Review: The Binding of Isaac
Games that get remade are a bit of a sticky point for reviews. I try not to allow external factors to influence my estimation, but at the same time it must be acknowledged that a superior version of the same product exists. However, I think there’s still enough daylight left between Binding of Isaac and Rebirth that the original can stand on its own, and stand tall on its stubby, misshapen legs. It was one of the most-played games on Steam for a reason, and still retains a few features that distinguish it from its successor.
On the off-chance you’ve been living under a rock inside a Faraday cage somewhere in the Himalayas, Binding of Isaac is like if Zelda was all randomized dungeons, a billion unsettling organic weapons, and lots of poop. Little Isaac’s mother has been commanded by God to sacrifice him, and to escape this grim fate he flees into the gloomy basement and tunnels of his home. There he finds horrifying cast-offs of life, amalgamations of blood and bone, and twisted visions of heaven and hell standing between him and his final fate. It’s a fever-dream of a presentation, crowned with vomit and feces.
The bizarre, grotesque themes of BoI are inescapable, and I’ve often wondered if they were more of a contributor or a liability to its success. Given the runaway popularity I can only conclude the former, and now have to face the reality of just how many gamers love peeing enemies to death. Isaac’s main weapon against the bloody fetuses and rotting children of the underhalls is his tears, upgradable through all sorts of random objects to cry farther, faster, harder, and in different ways. He can cry in a spread, in a beam, in psychic homing tears, in pee, in blood, and more. Enemies worn down by his mournful tirade explode into piles of cartoon gore and viscera that paint the dingy walls crimson.
It’s a grim game in theme and aesthetic, held together by the incredible depth and breadth of content. The first time you complete the game it’ll be on a run through six levels, but after that many more open up with their own new gimmicks and enemies. Many of your deeds unlock new items to appear from the random pool of power-ups, some with dramatic effects that make future wins more likely just with their availability. New enemies and bosses are unlocked as well, lest you think the good fortune comes at no cost. You’ll also need to manage supplies of bombs and keys for accessing certain areas, and coins that are used to purchase, gamble, donate, and achieve other ends.
Your rewards for learning the nuances of the game and growing your skill are the runs where you get a perfect confluence of items that fill entire rooms with deadly tears, or transform you into an immortal floating head of attrition, or give you direct access to the mysterious and terrifying endgame areas. The RNG is God here in the dungeons, but it is a benevolent one that will grant you power beyond measure just as often as it will snatch it away. And with a little experience, you can stack that deck in your favor, too. BoI is tuned to let you win any run, and while some will be tougher than others, some will also be utter cakewalks with instant laser tears.
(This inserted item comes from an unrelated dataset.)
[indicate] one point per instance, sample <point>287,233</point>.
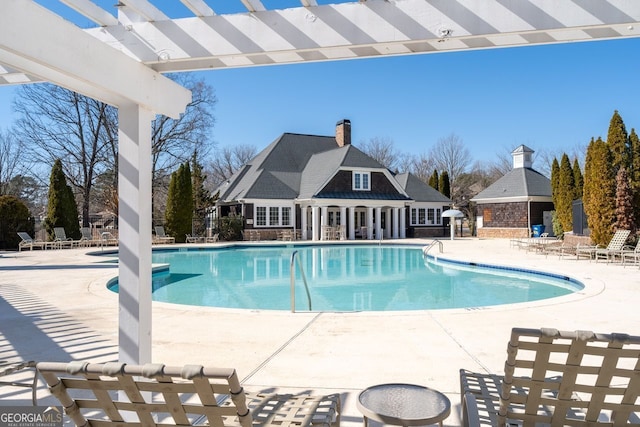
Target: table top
<point>404,404</point>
Bear in mind that all of this and more is found in Binding of Isaac Rebirth, of course. I won’t mince words here, Rebirth is the superior version, but there is a case still to be made for the original. Plenty more content was added to the remake, from new levels to new enemies to entirely new systems, but they only make the game bigger, not better. OG BoI is still a very focused, comprehensible challenge with plenty to see and do. Having sunk nearly 50 hours into this version, I still find myself a little bewildered by the new, unfamiliar features of Rebirth. There’s a difference in look and feel as well, this one featuring the smooth vector looks of Flash while Rebirth has a more blended, pixelly appearance.
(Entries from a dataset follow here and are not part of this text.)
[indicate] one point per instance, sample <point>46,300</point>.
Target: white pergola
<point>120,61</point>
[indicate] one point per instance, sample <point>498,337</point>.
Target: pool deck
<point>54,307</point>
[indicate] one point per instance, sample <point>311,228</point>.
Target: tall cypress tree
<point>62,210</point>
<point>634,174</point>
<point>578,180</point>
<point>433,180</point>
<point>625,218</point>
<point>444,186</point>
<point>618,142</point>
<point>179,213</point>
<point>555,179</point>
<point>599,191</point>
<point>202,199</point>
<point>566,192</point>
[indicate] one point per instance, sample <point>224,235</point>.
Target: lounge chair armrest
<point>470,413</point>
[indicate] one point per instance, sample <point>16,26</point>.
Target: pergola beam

It’s not all good, mind you. Being a Flash game makes this one more prone to stuttering, slowdowns, and the occasional glitches. Rebirth isn’t perfect either but it doesn’t have that inescapable cheapness that Flash titles do. At other times the hit detection might get a little wonky, or in extreme cases some things might not unlock correctly. And there’s no native controller support either, which these days can be a dealbreaker for some. Still, it’s the one that helped grow the roguelike craze that has engulf Steam, and for good reason. The unique look, the compelling secrets, and the visceral fun of working through it all are in no way diminished by the remake. It’s such a bizarrely perfect mix of roguelike and bullet hell that no matter how far its successors go, there will always be a place for the original.